SatoriDaily

Concept #075

寂しさ

sabishisa

さびしさ

the ache of beautiful loneliness

Origin

Sabishisa comes from the adjective sabishii (寂しい), meaning lonely or lonesome. In Japanese aesthetic tradition, particularly in wabi-sabi and the linked arts of haiku and tea, sabishisa carries a quality that goes beyond simple unhappiness. It is loneliness that has found its own kind of beauty — the stillness in an empty room, the ache in a poem about absence, the quiet that is somehow also presence. The related word sabi (the sa- root in both) refers to the beauty that comes from age and solitude.

She has lived alone for three years. Before that she shared her life with someone for eleven.

Sunday afternoons are the hardest. There's no particular reason — Sunday afternoon is just when the shape of her life becomes most visible to her.
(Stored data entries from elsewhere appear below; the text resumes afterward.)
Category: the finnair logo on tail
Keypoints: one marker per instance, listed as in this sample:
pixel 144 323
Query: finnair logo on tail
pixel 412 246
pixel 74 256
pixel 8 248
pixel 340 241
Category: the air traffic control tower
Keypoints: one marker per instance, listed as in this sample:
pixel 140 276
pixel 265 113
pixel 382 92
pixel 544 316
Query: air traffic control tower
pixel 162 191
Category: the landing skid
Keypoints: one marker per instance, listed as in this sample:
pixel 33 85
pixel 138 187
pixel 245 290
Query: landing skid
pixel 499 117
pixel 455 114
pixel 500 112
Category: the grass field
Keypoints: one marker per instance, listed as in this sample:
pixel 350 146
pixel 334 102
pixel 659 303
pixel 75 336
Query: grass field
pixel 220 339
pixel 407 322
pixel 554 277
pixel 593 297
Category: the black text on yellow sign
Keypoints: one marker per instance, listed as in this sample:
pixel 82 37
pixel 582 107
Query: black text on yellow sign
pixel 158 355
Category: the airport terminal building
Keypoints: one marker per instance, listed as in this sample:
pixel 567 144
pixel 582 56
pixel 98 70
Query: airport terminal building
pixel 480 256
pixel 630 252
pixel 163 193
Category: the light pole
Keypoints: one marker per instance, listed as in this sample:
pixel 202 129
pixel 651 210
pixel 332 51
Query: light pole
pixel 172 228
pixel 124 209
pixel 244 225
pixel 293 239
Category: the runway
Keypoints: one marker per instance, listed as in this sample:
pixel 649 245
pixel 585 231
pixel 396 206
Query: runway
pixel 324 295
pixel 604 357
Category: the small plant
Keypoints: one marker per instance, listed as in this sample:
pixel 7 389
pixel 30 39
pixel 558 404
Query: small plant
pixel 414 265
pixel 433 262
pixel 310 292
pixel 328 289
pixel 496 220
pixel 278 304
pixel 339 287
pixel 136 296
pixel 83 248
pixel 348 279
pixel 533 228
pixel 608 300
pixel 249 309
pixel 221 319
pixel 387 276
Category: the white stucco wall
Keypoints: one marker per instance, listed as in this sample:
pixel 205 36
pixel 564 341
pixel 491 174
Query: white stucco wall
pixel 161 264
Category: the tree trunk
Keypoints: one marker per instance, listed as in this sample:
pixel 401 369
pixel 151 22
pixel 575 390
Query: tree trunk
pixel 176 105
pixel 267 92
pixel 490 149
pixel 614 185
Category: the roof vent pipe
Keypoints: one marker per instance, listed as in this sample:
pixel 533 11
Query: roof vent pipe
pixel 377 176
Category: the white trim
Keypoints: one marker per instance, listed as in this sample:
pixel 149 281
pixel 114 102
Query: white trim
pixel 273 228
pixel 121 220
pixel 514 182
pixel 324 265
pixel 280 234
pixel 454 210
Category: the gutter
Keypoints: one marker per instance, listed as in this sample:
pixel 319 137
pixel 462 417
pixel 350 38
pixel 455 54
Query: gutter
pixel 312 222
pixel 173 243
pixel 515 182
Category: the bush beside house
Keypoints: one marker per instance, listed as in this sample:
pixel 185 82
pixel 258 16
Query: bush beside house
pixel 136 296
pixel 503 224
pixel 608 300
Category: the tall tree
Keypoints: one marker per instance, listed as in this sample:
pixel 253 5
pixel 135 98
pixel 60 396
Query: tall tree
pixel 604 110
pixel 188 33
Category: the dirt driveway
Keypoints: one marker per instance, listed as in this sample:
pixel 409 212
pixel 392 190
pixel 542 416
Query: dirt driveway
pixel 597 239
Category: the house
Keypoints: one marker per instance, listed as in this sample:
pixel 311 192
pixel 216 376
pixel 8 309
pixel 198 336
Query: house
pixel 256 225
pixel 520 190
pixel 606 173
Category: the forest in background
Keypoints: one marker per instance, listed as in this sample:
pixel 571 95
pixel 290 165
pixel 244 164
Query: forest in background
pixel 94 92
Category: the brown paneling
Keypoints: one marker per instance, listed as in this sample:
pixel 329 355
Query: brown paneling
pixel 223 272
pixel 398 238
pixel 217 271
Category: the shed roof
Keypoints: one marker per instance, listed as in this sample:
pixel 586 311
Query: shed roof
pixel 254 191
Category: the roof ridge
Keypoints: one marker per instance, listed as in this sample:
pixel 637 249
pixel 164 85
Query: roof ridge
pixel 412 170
The light is a certain way. The neighborhood is quiet. She could call someone. She usually doesn't.

She has learned, slowly, to tell the difference between the loneliness that needs answering and the kind that needs sitting with.

The first kind has a restlessness to it. An itch. It wants distraction, contact, something to fill the space. When she feels that kind she calls a friend, makes plans, goes out.

The second kind is quieter. Almost still. It's the kind she feels on Sunday afternoons when the light comes through at a low angle and everything is where she put it. That loneliness is hers. It has her shape. She's stopped trying to make it go away.

Bashō wrote about this loneliness without sentimentalizing it. His most famous poem — the old pond, the frog, the sound of water — is a poem about solitude and sudden presence. The frog breaks the silence for an instant. Then the silence comes back, different.

Sabishisa is not the enemy of connection. It is often, actually, the place where you remember what you care about most. It is loneliness with a window in it.

Try this today

The next time you feel that particular quiet ache — Sunday afternoon, an empty house, a long walk alone — try not to immediately fill it. Sabishisa asks you to sit with it long enough to find what's in it, which is often more than emptiness.

Some loneliness isn't asking to be fixed.